The National Review's Patrick Brennan, on the other hand, says that Giles's analysis unearths "real problems".
"Piketty set out to do something much more audacious than prove that income inequality is rising in the United States and in most wealthy countries - that's relatively easy to prove, even if the increase has been substantially overstated," Brennan writes.
In order to reach the policy prescriptions Mr Piketty advocates, however - such as a global wealth tax - "he needs wealth inequality not just to appear high or to be rising, but to be returning to 19th-Century levels as a matter of economic inevitability".
Given the evidence unearthed by Giles, he contends, Mr Piketty "hasn't yet justified his dramatic conclusions".
On Wednesday Giles blogged a response to the reaction to his article. He says his piece was not a "premeditated attack" or part of a "political agenda".
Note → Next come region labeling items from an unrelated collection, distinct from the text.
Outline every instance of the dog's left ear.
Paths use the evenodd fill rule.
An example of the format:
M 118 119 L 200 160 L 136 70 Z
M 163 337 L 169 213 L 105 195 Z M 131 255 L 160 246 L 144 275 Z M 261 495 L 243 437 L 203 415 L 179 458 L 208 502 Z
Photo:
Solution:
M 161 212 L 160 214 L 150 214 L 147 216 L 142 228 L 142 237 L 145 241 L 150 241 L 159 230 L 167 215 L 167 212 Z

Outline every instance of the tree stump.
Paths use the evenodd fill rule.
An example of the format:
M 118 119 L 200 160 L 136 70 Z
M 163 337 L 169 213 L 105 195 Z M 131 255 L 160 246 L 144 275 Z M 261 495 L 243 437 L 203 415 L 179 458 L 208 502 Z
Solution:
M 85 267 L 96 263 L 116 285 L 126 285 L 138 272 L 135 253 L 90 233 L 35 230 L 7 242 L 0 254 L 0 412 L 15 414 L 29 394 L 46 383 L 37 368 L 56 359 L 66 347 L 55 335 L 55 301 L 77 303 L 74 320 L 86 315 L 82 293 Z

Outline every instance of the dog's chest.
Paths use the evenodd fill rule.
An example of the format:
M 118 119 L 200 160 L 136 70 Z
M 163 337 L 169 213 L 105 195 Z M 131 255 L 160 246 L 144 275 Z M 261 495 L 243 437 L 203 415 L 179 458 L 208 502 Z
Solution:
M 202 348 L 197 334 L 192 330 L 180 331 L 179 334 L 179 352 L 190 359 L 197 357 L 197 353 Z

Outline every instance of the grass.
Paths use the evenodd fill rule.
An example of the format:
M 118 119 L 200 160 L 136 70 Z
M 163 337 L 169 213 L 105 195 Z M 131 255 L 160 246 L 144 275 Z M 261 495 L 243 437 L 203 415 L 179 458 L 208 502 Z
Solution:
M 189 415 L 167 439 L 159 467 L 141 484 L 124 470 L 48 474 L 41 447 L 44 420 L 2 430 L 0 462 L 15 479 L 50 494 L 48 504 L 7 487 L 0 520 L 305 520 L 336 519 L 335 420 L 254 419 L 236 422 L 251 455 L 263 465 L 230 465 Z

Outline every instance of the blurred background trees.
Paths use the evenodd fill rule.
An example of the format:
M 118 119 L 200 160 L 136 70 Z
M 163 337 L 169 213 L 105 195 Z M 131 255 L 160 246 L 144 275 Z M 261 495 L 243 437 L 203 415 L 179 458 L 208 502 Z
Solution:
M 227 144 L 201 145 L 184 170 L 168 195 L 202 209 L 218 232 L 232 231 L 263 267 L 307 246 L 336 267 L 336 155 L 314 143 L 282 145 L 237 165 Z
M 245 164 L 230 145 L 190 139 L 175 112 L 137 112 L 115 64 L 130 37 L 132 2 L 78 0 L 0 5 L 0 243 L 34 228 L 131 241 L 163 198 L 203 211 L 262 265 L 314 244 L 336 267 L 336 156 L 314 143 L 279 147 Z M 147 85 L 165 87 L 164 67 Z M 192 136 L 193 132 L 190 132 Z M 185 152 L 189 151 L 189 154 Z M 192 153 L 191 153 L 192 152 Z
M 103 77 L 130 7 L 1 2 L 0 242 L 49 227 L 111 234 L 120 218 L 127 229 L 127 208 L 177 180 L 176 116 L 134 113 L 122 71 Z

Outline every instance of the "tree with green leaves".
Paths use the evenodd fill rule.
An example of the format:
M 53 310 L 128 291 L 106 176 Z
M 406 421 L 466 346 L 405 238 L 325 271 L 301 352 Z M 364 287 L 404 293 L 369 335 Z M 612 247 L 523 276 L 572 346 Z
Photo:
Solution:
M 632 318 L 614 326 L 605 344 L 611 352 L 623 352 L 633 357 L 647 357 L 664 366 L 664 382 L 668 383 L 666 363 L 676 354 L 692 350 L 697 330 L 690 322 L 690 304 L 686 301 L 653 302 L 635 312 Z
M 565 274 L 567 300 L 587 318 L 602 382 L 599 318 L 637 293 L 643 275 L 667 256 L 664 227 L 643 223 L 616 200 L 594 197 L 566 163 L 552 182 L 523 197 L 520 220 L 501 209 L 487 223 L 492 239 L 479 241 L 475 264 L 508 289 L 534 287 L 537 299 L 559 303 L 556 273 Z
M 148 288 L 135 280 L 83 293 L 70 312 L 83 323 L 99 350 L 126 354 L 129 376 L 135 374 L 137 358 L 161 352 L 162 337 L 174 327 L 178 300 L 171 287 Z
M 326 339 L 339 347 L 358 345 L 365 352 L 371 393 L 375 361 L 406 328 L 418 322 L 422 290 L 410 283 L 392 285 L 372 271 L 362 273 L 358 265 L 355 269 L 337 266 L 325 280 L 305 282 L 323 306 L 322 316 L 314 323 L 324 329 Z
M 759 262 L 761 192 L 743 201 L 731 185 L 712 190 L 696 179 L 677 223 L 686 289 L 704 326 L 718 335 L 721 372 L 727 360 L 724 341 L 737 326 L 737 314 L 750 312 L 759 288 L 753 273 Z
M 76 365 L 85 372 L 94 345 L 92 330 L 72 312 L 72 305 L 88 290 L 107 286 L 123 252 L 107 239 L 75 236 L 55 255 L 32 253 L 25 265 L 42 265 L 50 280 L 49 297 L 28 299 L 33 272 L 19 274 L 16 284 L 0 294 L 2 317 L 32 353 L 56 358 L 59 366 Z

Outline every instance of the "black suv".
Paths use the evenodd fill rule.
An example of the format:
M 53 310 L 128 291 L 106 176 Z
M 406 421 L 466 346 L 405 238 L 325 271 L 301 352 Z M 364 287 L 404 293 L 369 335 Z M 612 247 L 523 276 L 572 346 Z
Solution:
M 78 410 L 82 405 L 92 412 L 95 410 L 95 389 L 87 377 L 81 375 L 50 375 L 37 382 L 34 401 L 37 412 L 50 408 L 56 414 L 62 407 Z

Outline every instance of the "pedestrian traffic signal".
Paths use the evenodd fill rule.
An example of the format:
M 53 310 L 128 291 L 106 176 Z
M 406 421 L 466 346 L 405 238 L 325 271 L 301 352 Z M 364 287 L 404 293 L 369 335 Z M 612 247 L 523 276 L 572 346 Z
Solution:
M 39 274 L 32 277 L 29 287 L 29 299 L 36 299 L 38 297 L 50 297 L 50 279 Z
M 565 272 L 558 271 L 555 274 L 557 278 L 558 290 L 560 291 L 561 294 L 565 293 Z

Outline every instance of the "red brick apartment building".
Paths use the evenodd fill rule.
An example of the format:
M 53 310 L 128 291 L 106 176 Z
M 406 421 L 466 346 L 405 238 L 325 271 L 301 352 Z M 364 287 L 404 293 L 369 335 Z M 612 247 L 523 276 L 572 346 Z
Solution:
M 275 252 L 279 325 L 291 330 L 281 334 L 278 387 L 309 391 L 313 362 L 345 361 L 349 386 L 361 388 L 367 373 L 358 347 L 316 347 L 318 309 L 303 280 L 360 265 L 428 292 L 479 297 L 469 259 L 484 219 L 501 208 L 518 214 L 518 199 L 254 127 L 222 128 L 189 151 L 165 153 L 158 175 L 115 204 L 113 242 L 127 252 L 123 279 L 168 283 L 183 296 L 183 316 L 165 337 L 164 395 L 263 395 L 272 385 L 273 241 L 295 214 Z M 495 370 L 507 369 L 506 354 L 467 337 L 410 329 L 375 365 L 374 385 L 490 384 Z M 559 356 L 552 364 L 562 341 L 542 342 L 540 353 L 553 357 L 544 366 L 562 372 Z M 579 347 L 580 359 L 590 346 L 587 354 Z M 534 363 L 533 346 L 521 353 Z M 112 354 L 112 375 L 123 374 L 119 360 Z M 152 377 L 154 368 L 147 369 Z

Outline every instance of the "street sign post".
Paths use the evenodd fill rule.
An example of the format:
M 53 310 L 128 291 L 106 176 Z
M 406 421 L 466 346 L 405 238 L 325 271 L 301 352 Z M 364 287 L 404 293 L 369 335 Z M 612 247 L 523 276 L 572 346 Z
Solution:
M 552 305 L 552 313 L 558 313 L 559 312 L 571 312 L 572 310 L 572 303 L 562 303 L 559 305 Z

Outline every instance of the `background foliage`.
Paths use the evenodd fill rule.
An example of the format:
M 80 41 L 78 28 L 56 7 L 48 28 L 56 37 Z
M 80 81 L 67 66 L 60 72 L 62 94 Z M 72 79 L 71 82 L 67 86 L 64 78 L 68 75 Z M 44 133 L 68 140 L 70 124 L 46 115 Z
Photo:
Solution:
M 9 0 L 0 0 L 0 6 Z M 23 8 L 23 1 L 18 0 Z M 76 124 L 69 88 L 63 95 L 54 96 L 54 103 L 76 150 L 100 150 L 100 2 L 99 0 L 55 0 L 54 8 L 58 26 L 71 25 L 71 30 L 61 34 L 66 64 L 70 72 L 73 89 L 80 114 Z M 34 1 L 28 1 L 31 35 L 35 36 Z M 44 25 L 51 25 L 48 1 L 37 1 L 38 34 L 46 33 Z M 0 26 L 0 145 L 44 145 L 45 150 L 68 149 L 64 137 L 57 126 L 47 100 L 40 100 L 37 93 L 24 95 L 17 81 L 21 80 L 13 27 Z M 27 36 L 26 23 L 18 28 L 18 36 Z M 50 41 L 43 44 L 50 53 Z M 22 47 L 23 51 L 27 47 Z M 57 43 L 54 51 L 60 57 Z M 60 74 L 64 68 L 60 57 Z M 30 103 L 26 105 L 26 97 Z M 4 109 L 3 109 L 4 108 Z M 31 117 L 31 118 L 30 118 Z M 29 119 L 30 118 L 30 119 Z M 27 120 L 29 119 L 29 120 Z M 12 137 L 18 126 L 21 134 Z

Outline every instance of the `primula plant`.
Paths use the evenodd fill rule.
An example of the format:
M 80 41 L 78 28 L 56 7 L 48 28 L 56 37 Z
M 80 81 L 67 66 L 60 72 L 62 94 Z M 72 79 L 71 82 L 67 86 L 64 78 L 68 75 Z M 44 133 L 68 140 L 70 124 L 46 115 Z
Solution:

He adds that he's concerned by those who defend errors in Mr Piketty's work.
"Academic economists have got themselves into a bad spot if undocumented data, errors and tweaks are considered by some acceptable research practise," he writes. He also expresses surprise that economist have been "more forgiving" than the Financial Times over liberties Mr Piketty takes with constructed data.
He then explains why his findings matter:
If someone is claiming to have found a fundamental contradiction of capitalism, predicts the result is a rising share of wealth inequality and uses apparent recent rises in recent wealth inequality as evidence that his theory is correct, those data lie at the core of the book's argument.
Without the rising wealth inequality data across all advanced economies, I would submit that Prof Piketty has a theory without all the necessary evidence.
Mr Piketty, his critics and his defenders rely on a great deal of dense information, charts and economic theories in their debate over his conclusions. It's quite easy for the layperson to be overwhelmed and throw up his or her arms in confusion.
The reality, however, is that the subject of the discussion - whether there is an increasing wealth gap that is creating permanent imbalances in modern society - is a topic of great concern. And the policy remedies, if any are necessary, are the people's responsibility to enact.
Or at least, in a democracy, they should be.